Monday, May 5, 2008
7-40

Global Gene Expression Analysis in Pichia stipitis:  Examining the Effect of Carbon Source and Oxygen Level Using Batch Cultivation and Continuous Culture

Jennifer R. Headman Van Vleet, Great Lakes Bioenergy Research Center, University of Wisconsin, 174 Lakewood Gardens Lane, Madison, WI 53704, Chenfeng Lu, Department of Food Science, University of Wisconsin, Madison, WI 53706, and Thomas W. Jeffries, Forest Products Laboratory, USDA Forest Service, One Gifford Pinchot Drive, Madison, WI 53726-2398.

Pichia stipitis is a haploid yeast closely related to yeast endosymbionts of passalid beetles that inhabit and degrade white-rotted hardwood. It is capable of using all of the major sugars found in wood and has the highest native capacity for xylose fermentation of any known microbe. Xylose is the second most abundant sugar in nature, second only to glucose, and is therefore extremely significant as biofuels become increasingly important. With the recent sequencing of P. stipitis CBS6054, gene chip studies have become possible to examine global gene expression in this yeast.

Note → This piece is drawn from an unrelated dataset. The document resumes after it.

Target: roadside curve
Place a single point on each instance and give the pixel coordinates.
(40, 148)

To study the effect of carbon source on gene expression levels, P. stipitis has been cultivated aerobically in well controlled bioreactors using either glucose or xylose as a carbon source.  The effect of oxygen level has on gene expression has also been examined. Unlike S. cerevisiae, which regulates fermentation by sensing the presence of fermentable sugars, P. stipitis induces fermentation in response to oxygen limitation. P. stipitis has been cultivated on both glucose and xylose under oxygen limited conditions. Comparison of gene chip results from these fermentations with the aerobic cultivations will allow for the identification of genes that are induced under oxygen limitation and those that may be affected both by oxygen level and carbon source.  These studies will provide invaluable insight into growth on xylose by P. stipitis and the genes responsible for fermentation of this extremely abundant sugar. Identification of these genes will yield targets for the future engineering of improved xylose fermenting yeasts.